Interactions between Behavior Function and Exposure to Psychotropic Drugs: A Re-Analysis
|ALISON COX (University of Manitoba), Javier Virues Ortega (University of Manitoba, St. Amant Research Centre, University of Auckland)|
Treatment for problem behaviors typically includes behavioral, pharmacological, and combined interventions. Given that combined interventions are relatively common, analyzing the interactions between behavior function and psychotropic drugs may have some clinical value for practitioners. We reanalyzed all published cases of side-by-side functional analyses conducted in the absence and presence of a target medication manipulation. We identified 40 cases. Medication used included antipsychotics, antidepressants, stimulants, anxiolytics, and opioid antagonists.
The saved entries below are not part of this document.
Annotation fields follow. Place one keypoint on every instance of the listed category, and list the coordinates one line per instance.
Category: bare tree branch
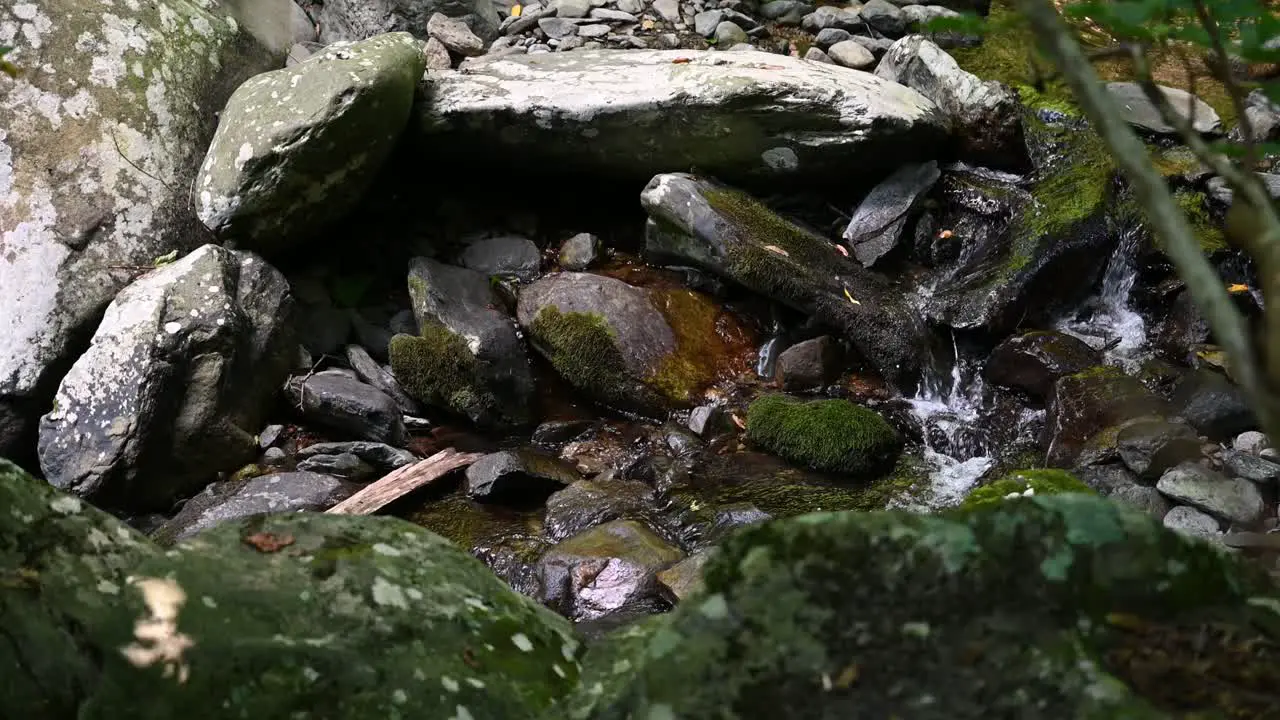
(1152, 195)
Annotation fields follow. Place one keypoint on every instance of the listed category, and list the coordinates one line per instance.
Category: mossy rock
(1055, 607)
(298, 615)
(1020, 482)
(832, 436)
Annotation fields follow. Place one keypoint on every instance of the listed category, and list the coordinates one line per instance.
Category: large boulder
(466, 358)
(986, 114)
(722, 231)
(638, 349)
(296, 147)
(634, 113)
(176, 383)
(357, 19)
(101, 133)
(270, 616)
(1041, 607)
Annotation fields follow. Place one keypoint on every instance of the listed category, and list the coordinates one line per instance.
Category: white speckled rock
(636, 113)
(174, 383)
(100, 136)
(296, 147)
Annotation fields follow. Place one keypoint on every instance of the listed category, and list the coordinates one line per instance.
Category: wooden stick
(403, 481)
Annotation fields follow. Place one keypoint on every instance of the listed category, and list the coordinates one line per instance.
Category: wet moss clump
(832, 436)
(1038, 482)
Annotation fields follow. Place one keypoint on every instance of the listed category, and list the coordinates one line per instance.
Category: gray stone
(1252, 442)
(883, 17)
(705, 22)
(877, 224)
(517, 477)
(647, 114)
(357, 19)
(282, 492)
(604, 569)
(986, 114)
(1233, 500)
(1139, 112)
(832, 17)
(850, 54)
(296, 147)
(380, 456)
(342, 465)
(728, 33)
(504, 255)
(103, 91)
(347, 406)
(177, 379)
(1191, 522)
(580, 251)
(830, 36)
(455, 35)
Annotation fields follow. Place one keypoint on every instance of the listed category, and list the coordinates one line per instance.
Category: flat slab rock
(636, 113)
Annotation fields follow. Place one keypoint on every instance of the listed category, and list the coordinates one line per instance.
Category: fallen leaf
(268, 542)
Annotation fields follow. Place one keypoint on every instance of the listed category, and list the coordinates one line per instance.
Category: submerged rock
(103, 91)
(362, 616)
(296, 147)
(725, 232)
(1033, 361)
(604, 569)
(1037, 607)
(831, 436)
(174, 384)
(630, 114)
(467, 358)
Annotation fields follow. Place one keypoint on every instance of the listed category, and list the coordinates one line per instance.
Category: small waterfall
(1107, 322)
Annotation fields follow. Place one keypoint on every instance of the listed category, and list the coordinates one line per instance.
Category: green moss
(1040, 482)
(831, 436)
(581, 349)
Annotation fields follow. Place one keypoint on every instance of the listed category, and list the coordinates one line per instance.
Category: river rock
(104, 126)
(1033, 361)
(624, 346)
(467, 358)
(174, 384)
(1139, 112)
(1233, 500)
(233, 500)
(517, 477)
(348, 406)
(371, 615)
(588, 504)
(1150, 447)
(359, 19)
(296, 147)
(809, 364)
(382, 456)
(645, 112)
(1214, 405)
(604, 569)
(878, 222)
(780, 604)
(1084, 402)
(722, 231)
(504, 255)
(1189, 522)
(986, 114)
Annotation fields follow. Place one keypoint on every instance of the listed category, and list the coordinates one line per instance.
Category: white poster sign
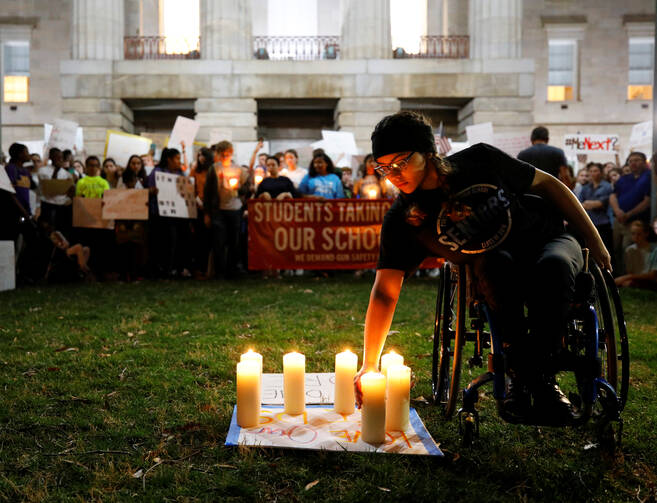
(480, 133)
(320, 428)
(63, 134)
(184, 130)
(641, 134)
(243, 150)
(590, 143)
(220, 134)
(175, 196)
(512, 143)
(120, 146)
(319, 388)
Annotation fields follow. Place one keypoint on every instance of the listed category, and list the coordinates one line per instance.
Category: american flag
(442, 143)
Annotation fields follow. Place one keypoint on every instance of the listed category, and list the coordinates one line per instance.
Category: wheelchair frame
(595, 347)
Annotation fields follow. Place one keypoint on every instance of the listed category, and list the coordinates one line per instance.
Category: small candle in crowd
(248, 394)
(391, 358)
(294, 383)
(398, 397)
(373, 411)
(346, 364)
(251, 355)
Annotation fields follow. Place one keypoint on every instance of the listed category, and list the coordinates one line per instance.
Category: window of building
(641, 59)
(562, 70)
(16, 71)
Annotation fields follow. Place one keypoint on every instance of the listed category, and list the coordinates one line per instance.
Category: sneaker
(550, 401)
(517, 401)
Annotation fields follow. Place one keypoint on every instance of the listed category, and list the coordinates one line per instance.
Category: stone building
(572, 65)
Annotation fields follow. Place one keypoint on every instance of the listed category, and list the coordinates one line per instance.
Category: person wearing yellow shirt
(92, 185)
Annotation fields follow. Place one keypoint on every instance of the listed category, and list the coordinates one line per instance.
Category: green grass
(151, 376)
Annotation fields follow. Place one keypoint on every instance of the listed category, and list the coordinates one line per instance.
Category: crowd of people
(214, 244)
(48, 246)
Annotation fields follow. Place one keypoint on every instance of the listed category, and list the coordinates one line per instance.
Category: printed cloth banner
(321, 428)
(320, 388)
(306, 234)
(589, 143)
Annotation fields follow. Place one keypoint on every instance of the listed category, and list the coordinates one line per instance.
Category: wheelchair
(595, 350)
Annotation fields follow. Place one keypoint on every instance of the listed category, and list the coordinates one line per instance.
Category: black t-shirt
(276, 186)
(544, 157)
(482, 205)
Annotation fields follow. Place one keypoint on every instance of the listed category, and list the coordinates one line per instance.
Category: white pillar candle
(248, 394)
(294, 383)
(391, 358)
(346, 364)
(398, 397)
(373, 412)
(251, 355)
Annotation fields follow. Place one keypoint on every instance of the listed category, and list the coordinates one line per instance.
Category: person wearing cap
(480, 207)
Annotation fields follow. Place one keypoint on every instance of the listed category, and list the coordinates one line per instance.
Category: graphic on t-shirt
(475, 220)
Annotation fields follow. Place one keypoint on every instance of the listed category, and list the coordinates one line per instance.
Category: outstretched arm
(380, 311)
(558, 194)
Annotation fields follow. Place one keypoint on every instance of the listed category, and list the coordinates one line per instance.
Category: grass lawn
(99, 380)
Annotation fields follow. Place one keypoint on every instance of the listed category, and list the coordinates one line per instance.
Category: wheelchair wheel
(448, 338)
(613, 342)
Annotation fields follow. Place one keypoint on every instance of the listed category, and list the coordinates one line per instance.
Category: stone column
(495, 29)
(97, 29)
(226, 31)
(366, 30)
(360, 115)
We conducted three studies in order to determine if: (a) medication had an overall effect on behavior, (b) medication changed the function of the behavior, and (c) medication changed the level of differentiation of the functional analysis. Study 1 assessed the overall effects of psychotropic drugs on problem behavior. Medication had reductive effects in 34 of the 40 datasets reviewed. The magnitude of the medication effect was associated with the baseline level of responding across conditions of the functional analysis (rate-dependency). Study 2 examined drug-induced changes in behavior function. For 34 out of the 40 datasets reviewed medication did not change behavior function. Only two cases showed a potential addition of a new behavior function. Finally, Study 3 evaluated drug-induced changes in the level of differentiation of the condition of the functional analysis showing behavioral maintenance. The analyses showed that the differentiation of the target condition were primarily rate-dependent. No clear effects of medication on function differentiation were established. We will discuss clinical recommendations based on our findings.